HB 0754 would also require the state to produce a “comprehensive annual statistical report,” with all collected data shared with the heads of the legislature and the legislative librarian, and eventually published online for public access.

The bill also reframes detransitioning as a major focus of gender-affirming healthcare — despite studies showing that the number of trans people who detransition is statistically quite low, around 13 percent, and is often the result of external pressures (such as discrimination or family) rather than an issue with their gender identity.

This legislation stands in sharp contrast to federal protections restricting what healthcare information can be shared. In 1996, Congress passed the Health Insurance Portability and Accountability Act, or HIPAA, requiring protections for all “individually identifiable health information,” including medical records, conversations, billing information, and other patient data.

Margaret Riley, professor of law, public health sciences, and public policy at the University of Virginia, has written about similar efforts at the federal level, noting the Trump-Vance administration’s push to subpoena multiple hospitals’ records of gender-affirming care for trans patients despite no claims — or proof — that a crime was committed.
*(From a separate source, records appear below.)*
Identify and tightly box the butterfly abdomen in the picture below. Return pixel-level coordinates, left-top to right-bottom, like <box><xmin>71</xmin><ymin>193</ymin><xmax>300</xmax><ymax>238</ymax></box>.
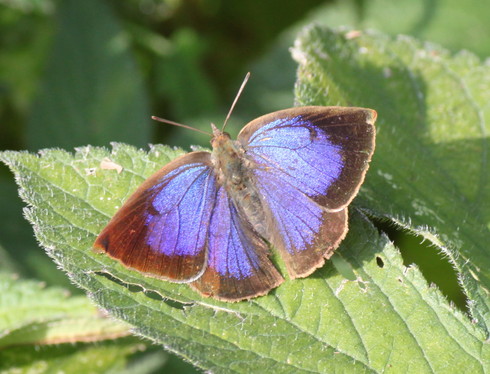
<box><xmin>211</xmin><ymin>133</ymin><xmax>266</xmax><ymax>236</ymax></box>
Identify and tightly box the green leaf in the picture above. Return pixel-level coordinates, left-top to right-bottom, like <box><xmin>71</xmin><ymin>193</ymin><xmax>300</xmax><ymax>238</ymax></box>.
<box><xmin>0</xmin><ymin>338</ymin><xmax>157</xmax><ymax>374</ymax></box>
<box><xmin>27</xmin><ymin>0</ymin><xmax>150</xmax><ymax>149</ymax></box>
<box><xmin>0</xmin><ymin>272</ymin><xmax>129</xmax><ymax>350</ymax></box>
<box><xmin>294</xmin><ymin>28</ymin><xmax>490</xmax><ymax>336</ymax></box>
<box><xmin>310</xmin><ymin>0</ymin><xmax>490</xmax><ymax>57</ymax></box>
<box><xmin>1</xmin><ymin>132</ymin><xmax>489</xmax><ymax>373</ymax></box>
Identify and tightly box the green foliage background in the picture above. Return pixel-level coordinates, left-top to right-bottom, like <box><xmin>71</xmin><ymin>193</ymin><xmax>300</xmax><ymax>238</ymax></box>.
<box><xmin>0</xmin><ymin>0</ymin><xmax>490</xmax><ymax>372</ymax></box>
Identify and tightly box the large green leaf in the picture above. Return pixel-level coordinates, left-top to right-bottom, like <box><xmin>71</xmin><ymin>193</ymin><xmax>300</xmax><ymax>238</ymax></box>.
<box><xmin>0</xmin><ymin>28</ymin><xmax>490</xmax><ymax>373</ymax></box>
<box><xmin>0</xmin><ymin>272</ymin><xmax>129</xmax><ymax>350</ymax></box>
<box><xmin>294</xmin><ymin>24</ymin><xmax>490</xmax><ymax>335</ymax></box>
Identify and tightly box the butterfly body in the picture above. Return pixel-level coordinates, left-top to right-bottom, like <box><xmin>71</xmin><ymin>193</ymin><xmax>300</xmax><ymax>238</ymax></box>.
<box><xmin>211</xmin><ymin>125</ymin><xmax>267</xmax><ymax>238</ymax></box>
<box><xmin>94</xmin><ymin>107</ymin><xmax>376</xmax><ymax>301</ymax></box>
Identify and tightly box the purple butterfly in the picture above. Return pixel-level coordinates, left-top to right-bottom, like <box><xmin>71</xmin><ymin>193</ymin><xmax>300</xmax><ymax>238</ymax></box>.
<box><xmin>94</xmin><ymin>79</ymin><xmax>376</xmax><ymax>301</ymax></box>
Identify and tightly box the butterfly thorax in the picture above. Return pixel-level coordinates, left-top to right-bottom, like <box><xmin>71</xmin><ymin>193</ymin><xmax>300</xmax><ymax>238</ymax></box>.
<box><xmin>211</xmin><ymin>131</ymin><xmax>265</xmax><ymax>234</ymax></box>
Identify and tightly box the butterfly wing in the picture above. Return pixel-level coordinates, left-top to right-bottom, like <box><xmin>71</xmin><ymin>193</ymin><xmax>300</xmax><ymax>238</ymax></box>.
<box><xmin>94</xmin><ymin>152</ymin><xmax>217</xmax><ymax>282</ymax></box>
<box><xmin>192</xmin><ymin>187</ymin><xmax>283</xmax><ymax>301</ymax></box>
<box><xmin>238</xmin><ymin>107</ymin><xmax>376</xmax><ymax>278</ymax></box>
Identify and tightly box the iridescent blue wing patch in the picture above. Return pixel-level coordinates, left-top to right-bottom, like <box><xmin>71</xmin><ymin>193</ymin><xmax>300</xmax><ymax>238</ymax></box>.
<box><xmin>94</xmin><ymin>152</ymin><xmax>217</xmax><ymax>282</ymax></box>
<box><xmin>192</xmin><ymin>187</ymin><xmax>283</xmax><ymax>301</ymax></box>
<box><xmin>238</xmin><ymin>107</ymin><xmax>376</xmax><ymax>278</ymax></box>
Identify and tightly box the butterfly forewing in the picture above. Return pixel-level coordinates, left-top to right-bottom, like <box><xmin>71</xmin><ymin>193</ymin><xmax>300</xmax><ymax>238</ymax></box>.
<box><xmin>238</xmin><ymin>107</ymin><xmax>376</xmax><ymax>278</ymax></box>
<box><xmin>94</xmin><ymin>107</ymin><xmax>376</xmax><ymax>301</ymax></box>
<box><xmin>94</xmin><ymin>152</ymin><xmax>217</xmax><ymax>282</ymax></box>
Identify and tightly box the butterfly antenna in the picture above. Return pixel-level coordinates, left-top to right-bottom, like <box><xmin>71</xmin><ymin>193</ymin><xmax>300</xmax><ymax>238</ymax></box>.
<box><xmin>151</xmin><ymin>116</ymin><xmax>213</xmax><ymax>137</ymax></box>
<box><xmin>221</xmin><ymin>72</ymin><xmax>250</xmax><ymax>131</ymax></box>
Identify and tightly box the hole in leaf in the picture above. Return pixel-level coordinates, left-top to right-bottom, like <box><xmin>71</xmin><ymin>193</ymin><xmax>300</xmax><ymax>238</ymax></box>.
<box><xmin>373</xmin><ymin>219</ymin><xmax>467</xmax><ymax>312</ymax></box>
<box><xmin>95</xmin><ymin>271</ymin><xmax>188</xmax><ymax>310</ymax></box>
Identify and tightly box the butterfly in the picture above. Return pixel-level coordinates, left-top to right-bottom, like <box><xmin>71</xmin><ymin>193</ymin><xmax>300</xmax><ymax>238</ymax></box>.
<box><xmin>94</xmin><ymin>80</ymin><xmax>377</xmax><ymax>301</ymax></box>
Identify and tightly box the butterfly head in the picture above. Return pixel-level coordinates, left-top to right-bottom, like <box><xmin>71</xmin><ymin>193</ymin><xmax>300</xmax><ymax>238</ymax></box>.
<box><xmin>211</xmin><ymin>123</ymin><xmax>231</xmax><ymax>149</ymax></box>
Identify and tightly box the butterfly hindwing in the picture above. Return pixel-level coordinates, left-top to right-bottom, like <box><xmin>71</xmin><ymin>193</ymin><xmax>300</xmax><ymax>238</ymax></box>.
<box><xmin>192</xmin><ymin>187</ymin><xmax>283</xmax><ymax>301</ymax></box>
<box><xmin>94</xmin><ymin>152</ymin><xmax>217</xmax><ymax>282</ymax></box>
<box><xmin>238</xmin><ymin>107</ymin><xmax>376</xmax><ymax>278</ymax></box>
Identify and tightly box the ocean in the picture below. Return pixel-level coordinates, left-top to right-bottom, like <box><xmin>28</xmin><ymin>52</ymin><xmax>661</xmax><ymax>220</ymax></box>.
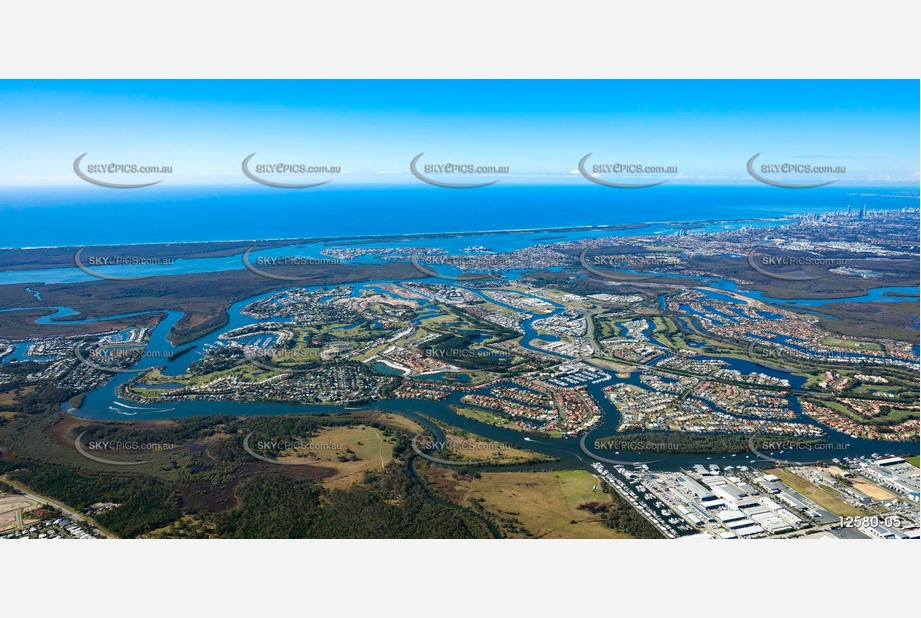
<box><xmin>0</xmin><ymin>183</ymin><xmax>919</xmax><ymax>247</ymax></box>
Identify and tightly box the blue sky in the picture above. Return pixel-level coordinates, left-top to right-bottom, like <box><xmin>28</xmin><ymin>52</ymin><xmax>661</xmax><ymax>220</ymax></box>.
<box><xmin>0</xmin><ymin>80</ymin><xmax>919</xmax><ymax>186</ymax></box>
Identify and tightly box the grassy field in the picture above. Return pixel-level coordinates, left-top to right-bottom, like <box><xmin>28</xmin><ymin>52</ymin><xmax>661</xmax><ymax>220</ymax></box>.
<box><xmin>278</xmin><ymin>425</ymin><xmax>395</xmax><ymax>488</ymax></box>
<box><xmin>768</xmin><ymin>469</ymin><xmax>872</xmax><ymax>517</ymax></box>
<box><xmin>822</xmin><ymin>337</ymin><xmax>883</xmax><ymax>352</ymax></box>
<box><xmin>427</xmin><ymin>468</ymin><xmax>631</xmax><ymax>539</ymax></box>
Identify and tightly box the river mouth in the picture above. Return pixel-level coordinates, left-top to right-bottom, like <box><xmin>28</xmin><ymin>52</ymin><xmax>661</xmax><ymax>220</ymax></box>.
<box><xmin>7</xmin><ymin>258</ymin><xmax>918</xmax><ymax>470</ymax></box>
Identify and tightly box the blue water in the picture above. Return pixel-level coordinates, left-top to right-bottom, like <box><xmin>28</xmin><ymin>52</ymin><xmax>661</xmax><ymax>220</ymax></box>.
<box><xmin>0</xmin><ymin>181</ymin><xmax>919</xmax><ymax>247</ymax></box>
<box><xmin>23</xmin><ymin>282</ymin><xmax>917</xmax><ymax>469</ymax></box>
It has “sown fear and concern, both among people whose information is sought and among the doctors and other providers who offer such care. Some health providers have reportedly decided to no longer provide gender-affirming care to minors as a result of the inquiries, even in states where that care is legal.” She wrote in an article on the Conversation, where she goes further, pointing out that the push, mostly from conservative members of the government, are pushing extracting this private information “while giving no inkling of any alleged crimes that may have been committed.”

State Rep. Jeremy Faison (R-Cosby), the bill’s sponsor, said in a press conference two weeks ago that he has met dozens of individuals who sought to transition genders and ultimately detransitioned. In committee, an individual testified in support of the bill, claiming that while insurance paid for gender-affirming care, detransition care was not covered.

“I believe that we as a society are going to look back on this time that really burst out in 2014 and think, ‘Dear God, What were we thinking? This was as dumb as frontal lobotomies,’” Faison said of gender-affirming care. “I think we’re going to look back on society one day and think that.”

Jennifer Levi, GLAD Law’s senior director of Transgender and Queer Rights, shared with PBS last year that legislation like this changes the entire concept of HIPAA rights for trans Americans in ways that are invasive and unnecessary.

“It turns doctor-patient confidentiality into government surveillance,” Levi said, later emphasizing this will cause fewer people to seek out the care that they need. “It’s chilling.”

The Washington Blade reached out to the American Civil Liberties Union of Tennessee, which shared this statement from Executive Director Miriam Nemeth:

“HB 754/SB 676 continues the ugly legacy of Tennessee legislators’ attacks on the lives of transgender Tennesseans. Most Tennesseans, regardless of political views, oppose government databases tracking medical decisions made between patients and their doctors. The same should be true here. The state does not threaten to end the livelihood of doctors and fine them $150,000 for safeguarding the sensitive information of people with diabetes, depression, cancer, or other conditions. Trans people and intersex people deserve the same safety, privacy, and equal treatment under the law as everyone else.”